Economia

Bce. Per la Ue l'Italia resta il Paese più «squilibrato», 18 raccomandazioni in 7 mesi

Pietro Saccò martedì 7 agosto 2018

L’Italia è, assieme a Cipro, la nazione della zona euro che ha ricevuto il maggior numero di raccomandazioni dalla Commissione europea per aggiustare gli squilibri della sua economia. Le raccomandazioni destinate all’Italia per quest’anno sono, senza considerare quelle che riguardano il rispetto del Patto di Stabilità, ben diciotto, ricorda la Banca centrale europea in un approfondimento nel suo ultimo bollettino mensile. Sono tante, soprattutto se confrontate con i consigli che Bruxelles ha inviato ad altri governi europei, come Francia, Germania e Portogallo (undici raccomandazioni a testa) oppure alla Spagna (10). Difatti il nostro paese è Cipro soon gli unici due considerati in una situazione di «squilibri eccessivi».

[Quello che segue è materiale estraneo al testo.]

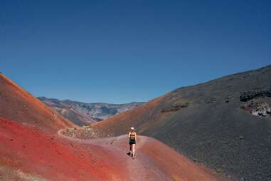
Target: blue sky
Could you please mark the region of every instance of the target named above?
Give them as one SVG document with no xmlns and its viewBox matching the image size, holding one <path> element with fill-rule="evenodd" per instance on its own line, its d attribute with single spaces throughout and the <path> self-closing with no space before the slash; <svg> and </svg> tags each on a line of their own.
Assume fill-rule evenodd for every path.
<svg viewBox="0 0 271 181">
<path fill-rule="evenodd" d="M 36 96 L 147 101 L 271 63 L 271 1 L 0 1 L 0 71 Z"/>
</svg>

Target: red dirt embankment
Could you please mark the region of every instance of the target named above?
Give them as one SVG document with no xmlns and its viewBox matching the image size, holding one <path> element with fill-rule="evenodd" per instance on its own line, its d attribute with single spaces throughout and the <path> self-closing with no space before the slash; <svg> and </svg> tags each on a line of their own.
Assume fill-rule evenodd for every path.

Nelle raccomandazioni avanzate dall’Europa e analizzate dalla Bce non c’è nulla di nuovo. Sette sono dedicate alle questioni fiscali: si va dalla richiesta di ridurre la tassazione sul lavoro e adeguare i valori catastali all’invito a favorire i pagamenti elettronici e creare spazio nella spesa pubblica sociale riducendo le uscite pensionistiche. Altre sette raccomandazioni riquardano il contesto legale per le imprese, e qui si chiede la riduzione dei tempi dei processi civili, il contrasto alla corruzione, il miglioramento dell’efficienza dei servizi pubblici. Poi ci sono tre raccomandazioni sul mercato del lavoro (riformare le politiche attive, incoraggiare il lavoro femminile, migliorare la formazione in particolare sostenendo gli istituti tecnici) e una riguarda il mercato dei prodotti, dove si chiede di favorire la concorrenza. Tutti ambiti in cui l’Italia ha fatto pochi progressi negli ultimi anni: solo il nostro Paese e l’Ungheria sono tra i paesi in squilibrio eccessivo da cinque anni consecutivi.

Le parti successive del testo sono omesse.